We can regard $\pi_1(X,x_0)$ as the set of basepoint-preserving homotopy classes of maps $(S^1,s_0)\rightarrow(X,x_0$). Let $[S^1,X]$ be the set of homotopy classes of maps $S^1\rightarrow X$, with no conditions on basepoints. Thus there is a natural map $\Phi:\pi_1 (X,x_0)\rightarrow[S^1,X]$ obtained by ignoring basepoints. Show that $\Phi$ is onto if $X$ is path-connected, and that $\Phi([f])=\Phi([g])$ iff $[f]$ and $[g]$ are conjugate in $\pi_1(X,x_0)$. Hence $\Phi$ induces a one-to-one correspondence between $[S^1,X]$ and the set of conjugacy classes in $\pi_1(X)$, when $X$ is path-connected.
We think of $\pi(X, X_0)$ as homotopy classes of basepoint preserving maps $(S^1, s_0) \rightarrow (X, x_0)$. Recall that a map is basepoint preserving iff $f(s_0) = x_0$.
Define $[S^1, X]$ to be homotopy classes of maps $S^1 \rightarrow X$ with no condition on basepoints. The exercise asks us to show that the map $\Phi: \pi_1(X, x_0) \rightarrow [S^1, X]$ is an onto map if $X$ is path-connected.
I don't think is true. Consider a wedge of circles. This is path-connected. Now consider all loops based at $x_0$, a point on the left circle that is not on the right circle. In the figure, this is in blue. These loops are in $\pi(X, x_0)$. Now, on the other hand, consider a loop on the circle on the right hand side. In the figure, this loop is in pink. It seems impossible that any blue loop can be homotped into a pink loop.
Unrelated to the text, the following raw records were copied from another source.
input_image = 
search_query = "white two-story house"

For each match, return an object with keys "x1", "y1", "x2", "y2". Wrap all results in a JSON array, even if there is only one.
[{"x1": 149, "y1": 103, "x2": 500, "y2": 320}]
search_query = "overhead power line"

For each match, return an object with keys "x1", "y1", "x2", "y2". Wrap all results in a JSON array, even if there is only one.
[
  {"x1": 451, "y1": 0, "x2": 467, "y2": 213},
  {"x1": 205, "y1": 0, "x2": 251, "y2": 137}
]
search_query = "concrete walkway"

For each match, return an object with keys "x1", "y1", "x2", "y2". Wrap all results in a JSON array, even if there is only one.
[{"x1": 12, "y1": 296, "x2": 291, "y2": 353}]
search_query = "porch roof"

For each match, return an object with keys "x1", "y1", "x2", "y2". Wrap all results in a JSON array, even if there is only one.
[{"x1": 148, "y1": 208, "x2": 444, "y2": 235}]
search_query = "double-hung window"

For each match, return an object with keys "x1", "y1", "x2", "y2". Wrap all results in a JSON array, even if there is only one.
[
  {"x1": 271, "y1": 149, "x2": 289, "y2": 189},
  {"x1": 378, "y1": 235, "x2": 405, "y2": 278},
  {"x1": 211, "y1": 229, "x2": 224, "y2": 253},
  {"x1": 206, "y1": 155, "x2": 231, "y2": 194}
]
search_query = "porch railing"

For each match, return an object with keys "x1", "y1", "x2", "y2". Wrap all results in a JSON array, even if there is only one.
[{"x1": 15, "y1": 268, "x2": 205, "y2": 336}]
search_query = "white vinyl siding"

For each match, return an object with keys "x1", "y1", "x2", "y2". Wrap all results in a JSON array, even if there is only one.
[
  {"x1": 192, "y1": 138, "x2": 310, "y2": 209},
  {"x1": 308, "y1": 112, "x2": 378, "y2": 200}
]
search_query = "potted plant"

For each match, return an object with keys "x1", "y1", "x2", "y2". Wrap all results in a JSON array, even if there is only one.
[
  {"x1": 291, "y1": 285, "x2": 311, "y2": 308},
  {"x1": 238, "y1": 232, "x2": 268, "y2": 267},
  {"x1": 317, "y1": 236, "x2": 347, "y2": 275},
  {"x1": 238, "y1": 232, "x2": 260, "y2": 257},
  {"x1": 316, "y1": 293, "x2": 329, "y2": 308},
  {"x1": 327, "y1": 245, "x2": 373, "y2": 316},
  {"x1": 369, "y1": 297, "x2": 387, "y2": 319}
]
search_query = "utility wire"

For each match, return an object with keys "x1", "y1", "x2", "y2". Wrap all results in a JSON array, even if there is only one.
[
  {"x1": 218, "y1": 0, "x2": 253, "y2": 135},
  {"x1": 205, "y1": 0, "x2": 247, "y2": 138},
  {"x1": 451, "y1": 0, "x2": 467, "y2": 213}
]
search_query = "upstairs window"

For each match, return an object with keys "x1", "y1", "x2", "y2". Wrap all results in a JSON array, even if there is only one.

Indeed, by reading ahead, we know that the fundamental group of the wedge of circles is $W \equiv \mathbb Z * \mathbb Z \simeq \langle a, b\rangle$. All loops on the left circle will be of the form $a^n$, while a loop on the right circle will be of the form $b^m$. The map $\Phi$ that produces all the $a^n$ cannot produce a $b^m$, and thus the map $\Phi$ cannot be surjective.
What am I missing?